SABMiller’s Africa Volume Surges 6% On Additional Capacity
FMCG SUPPLIER NEWS
Ventures Africa - May 9th, 10:21
VENTURES AFRICA – SABMiller reported in April this year that full year lager volumes in Africa surged 6 percent on the back of additional capacity coming on stream and enhanced availability.
In a trading update for the 12 months to March this year, the world’s second largest brewer said Zambia’s full year lager volume growth surged 12 percent.
This was driven by improved availability, which was supported by the Ndola brewhouse commissioning in November last year.
Full year lager volumes in Tanzania dropped by 8 percent on excise related pricing and beer market contraction.
But volumes returned to growth at the end of the year and the fourth quarter was in line with the prior year.
Mozambique produced a strong performance with full year lager volume growth of 11 percent on robust growth of SABMiller’s mainstream brands.
SABMiller said good progress was made in Nigeria through the commissioning of the Greenfield brewery in Onitsha in September last year on the successful brand launch of Hero and the continued growth of the Trophy brand.
In Zimbabwe, growth was somewhat held back by softening economic conditions.
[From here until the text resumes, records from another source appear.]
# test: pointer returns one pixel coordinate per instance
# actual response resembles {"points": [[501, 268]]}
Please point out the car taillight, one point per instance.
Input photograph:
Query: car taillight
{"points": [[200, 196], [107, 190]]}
Volume growth was up 4 percent on the prior year and Uganda was level.
“Our associate Castel delivered lager volume growth of 6 percent on a pro forma basis including the combined Angola business and their Madagascar acquisition,” the firm said in a statement.
Soft drinks volumes grew by 9 percent on an organic basis assisted by strong performances in Nigeria, Zambia, Ghana and Castel.
In South Africa, lager volumes for the year grew by 2 percent and market share increased against a backdrop of difficult trading conditions.
Sales benefited from innovative, through-the-line execution of key brand propositions, notably Castle Lite and Castle Lager and continuing improvements to customer service.
In the fourth quarter, volumes were up 1 percent, cycling strong growth in the prior year. They were impacted negatively by a softer economic environment.
Group revenue for the full year surged 7 percent. The group revenue per hectolitre (hl) lifted 3 percent, reflecting excise-driven price increases and the impact of regional mix.